SWEENEY TODD – IL DIABOLICO BARBIERE DI FLEET STREET

Mariarosa Mancuso

    Se non sopportate la vista del sangue, alla larga. Vischioso e lucente come il rubino (su scene sfumate dal grigio chiaro al grigio scuro) schizza dalle arterie, inonda il pavimento, fa da lubrificante agli ingranaggi, riempie le canalette che scaricano nelle fogne. Non siamo neanche ai titoli di testa. Poi arriva un veliero, che anche l'olandese volante e i suoi marinai fantasma rimanderebbero al cantiere, troppo mortifero.
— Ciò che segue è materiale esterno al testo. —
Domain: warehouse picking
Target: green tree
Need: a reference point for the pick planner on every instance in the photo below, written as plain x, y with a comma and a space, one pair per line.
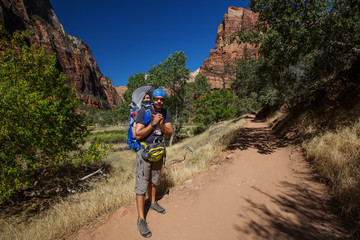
301, 44
39, 125
173, 75
215, 107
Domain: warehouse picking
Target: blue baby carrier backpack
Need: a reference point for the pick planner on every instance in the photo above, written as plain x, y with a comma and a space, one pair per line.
135, 105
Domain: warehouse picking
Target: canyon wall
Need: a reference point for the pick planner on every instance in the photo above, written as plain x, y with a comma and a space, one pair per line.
74, 57
217, 67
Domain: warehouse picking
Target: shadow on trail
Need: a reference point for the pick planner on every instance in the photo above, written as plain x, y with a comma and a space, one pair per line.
304, 215
261, 139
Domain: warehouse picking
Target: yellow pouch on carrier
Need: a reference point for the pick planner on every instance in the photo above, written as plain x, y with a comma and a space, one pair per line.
153, 152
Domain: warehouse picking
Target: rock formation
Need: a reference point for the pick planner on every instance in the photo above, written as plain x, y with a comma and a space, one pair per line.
121, 90
220, 60
74, 56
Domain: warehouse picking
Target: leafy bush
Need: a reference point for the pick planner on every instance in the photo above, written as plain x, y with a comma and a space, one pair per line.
215, 107
39, 125
115, 136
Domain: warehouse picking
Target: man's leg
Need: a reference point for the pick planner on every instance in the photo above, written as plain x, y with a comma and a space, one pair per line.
140, 202
142, 182
152, 193
155, 178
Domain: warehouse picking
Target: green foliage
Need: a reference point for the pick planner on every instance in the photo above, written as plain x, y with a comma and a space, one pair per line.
215, 107
114, 136
93, 154
173, 75
39, 126
301, 44
107, 117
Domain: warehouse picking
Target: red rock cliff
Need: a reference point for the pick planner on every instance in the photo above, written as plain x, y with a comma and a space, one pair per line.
74, 56
215, 68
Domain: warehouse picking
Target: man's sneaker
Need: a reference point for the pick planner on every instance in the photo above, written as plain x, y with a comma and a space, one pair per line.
157, 208
143, 228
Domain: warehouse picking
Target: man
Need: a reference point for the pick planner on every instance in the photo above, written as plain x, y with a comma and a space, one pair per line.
148, 173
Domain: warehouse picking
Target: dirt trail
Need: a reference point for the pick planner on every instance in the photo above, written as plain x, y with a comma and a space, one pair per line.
263, 190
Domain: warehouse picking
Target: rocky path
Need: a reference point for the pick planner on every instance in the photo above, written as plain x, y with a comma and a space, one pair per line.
263, 189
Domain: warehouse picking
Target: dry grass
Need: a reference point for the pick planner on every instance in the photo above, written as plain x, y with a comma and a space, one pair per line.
82, 209
332, 146
336, 156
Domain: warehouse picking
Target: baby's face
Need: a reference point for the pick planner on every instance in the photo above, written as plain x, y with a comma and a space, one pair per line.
146, 99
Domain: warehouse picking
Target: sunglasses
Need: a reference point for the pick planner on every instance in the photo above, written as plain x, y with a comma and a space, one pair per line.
157, 99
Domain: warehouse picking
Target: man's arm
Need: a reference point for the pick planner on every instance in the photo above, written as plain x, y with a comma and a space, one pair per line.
142, 131
167, 129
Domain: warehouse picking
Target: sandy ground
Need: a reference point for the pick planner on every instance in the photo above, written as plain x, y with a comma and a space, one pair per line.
262, 189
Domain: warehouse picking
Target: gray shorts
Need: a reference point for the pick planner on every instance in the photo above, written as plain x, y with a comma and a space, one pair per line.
146, 172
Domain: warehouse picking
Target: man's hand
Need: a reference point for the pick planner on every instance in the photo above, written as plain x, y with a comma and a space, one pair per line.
158, 118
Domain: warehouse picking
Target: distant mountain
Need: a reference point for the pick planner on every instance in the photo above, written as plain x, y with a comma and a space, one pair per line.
215, 68
74, 56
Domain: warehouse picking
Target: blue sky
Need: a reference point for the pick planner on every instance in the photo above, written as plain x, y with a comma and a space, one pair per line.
129, 37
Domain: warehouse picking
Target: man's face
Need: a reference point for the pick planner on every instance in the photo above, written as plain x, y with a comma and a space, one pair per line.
158, 101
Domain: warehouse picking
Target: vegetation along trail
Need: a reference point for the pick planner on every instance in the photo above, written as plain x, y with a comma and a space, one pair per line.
261, 188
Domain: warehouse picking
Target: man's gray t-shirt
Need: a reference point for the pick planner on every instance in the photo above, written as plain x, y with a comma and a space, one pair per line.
157, 133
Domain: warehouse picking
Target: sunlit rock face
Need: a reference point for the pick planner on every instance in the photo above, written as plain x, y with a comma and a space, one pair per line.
225, 54
74, 57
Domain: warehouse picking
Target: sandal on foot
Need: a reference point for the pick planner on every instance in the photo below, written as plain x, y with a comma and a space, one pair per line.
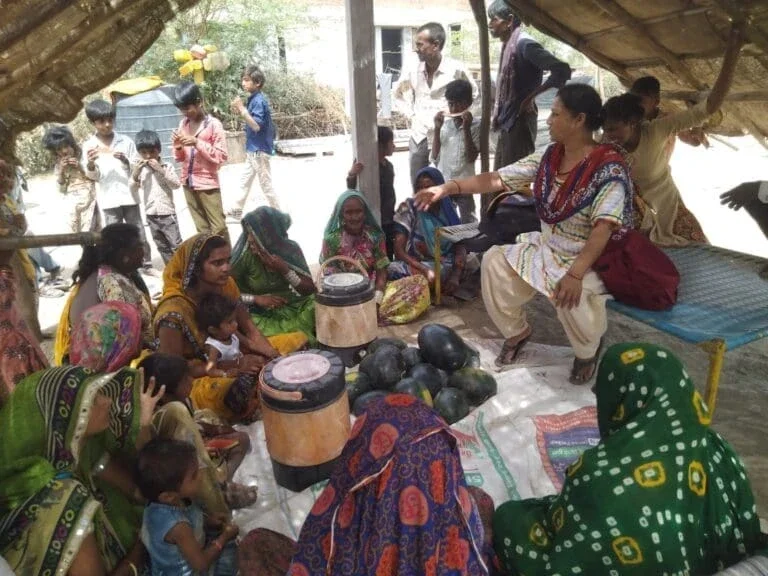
580, 366
509, 351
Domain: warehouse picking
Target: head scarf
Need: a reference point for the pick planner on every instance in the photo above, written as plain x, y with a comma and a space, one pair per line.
335, 224
604, 165
500, 9
43, 424
420, 225
107, 337
397, 502
661, 492
175, 303
269, 228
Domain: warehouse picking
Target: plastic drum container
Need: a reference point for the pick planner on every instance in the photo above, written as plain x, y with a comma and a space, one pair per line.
305, 410
346, 319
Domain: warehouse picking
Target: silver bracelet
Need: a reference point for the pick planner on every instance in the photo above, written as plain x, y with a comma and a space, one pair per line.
101, 464
292, 278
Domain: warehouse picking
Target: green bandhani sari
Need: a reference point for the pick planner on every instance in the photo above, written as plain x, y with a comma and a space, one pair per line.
268, 228
49, 498
661, 493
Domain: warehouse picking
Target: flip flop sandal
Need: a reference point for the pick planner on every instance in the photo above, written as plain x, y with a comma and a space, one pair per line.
509, 352
581, 365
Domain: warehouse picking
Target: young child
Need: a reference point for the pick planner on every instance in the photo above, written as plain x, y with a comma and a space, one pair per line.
386, 183
216, 317
175, 374
157, 181
75, 184
200, 145
456, 143
259, 139
109, 156
173, 531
Ne scende Johnny Depp con i capelli arruffati e la mèche bianca – stesso coiffeur della moglie di Frankenstein nel film di James Whale. Avanza verso una bottega che vende pasticci di carne, immangiabili e impestati da insetti schifosi, sale al piano di sopra, sfodera un rasoio a mano libera, lo usa per specchiarsi. Gorgheggiando la più meravigliosa e dissonante partitura mai ascoltata in un film, minaccia tremenda vendetta. Parole e note sono di Stephen Sondheim, campione del teatro musicale americano. Nel 1979 decise di adattare una storiaccia vittoriana, pubblicata da un editore specializzato in finti Dickens (intitolati, per depistare e non rischiare condanne, con refusi come “Oliver Twiss”). Il barbiere serial killer metteva insieme cronache giudiziarie e leggende metropolitane, ambientate in una metropoli puzzolente, miserabile e spietata con i suoi abitanti. Forse non al punto da inghiottirli, trasformandoli in pasticcini salati come farà miss Lowett, che finalmente trova il modo per rifornirsi di carne. Di certo i bassifondi erano luoghi poco raccomandabili, per l'accumulo di rifiuti, umani o animali. Gli spazzini ripescavano cadaveri dal Tamigi (senza mai nominarli, come accade nel primo capitolo di “Il nostro comune amico”). Dopo “La fabbrica di cioccolato”, Tim Burton rifà il venerando Grand Guignol, e regala a Sacha Baron Cohen una bella parte da barbiere ciarlatano. Una sola scena festosa, ambientata a Brighton: Depp in costume da bagno a righe carcerarie, Helena Bonham Carter che immagina le loro vacanze insieme. Sciaguratamente l'effetto musical evitato dall'originale – più opera lirica che film dove gli attori si mettono di tre quarti e cantano - viene reintrodotto dal doppiaggio italiano. Che sottotitola quando cantano, traduce quando parlano (chissenefrega se il vocione del doppiatore è diversissimo), fa scempio dei duetti, inframmezzati da parolette come “certo” e “sì”, pronunciati in un'altra lingua.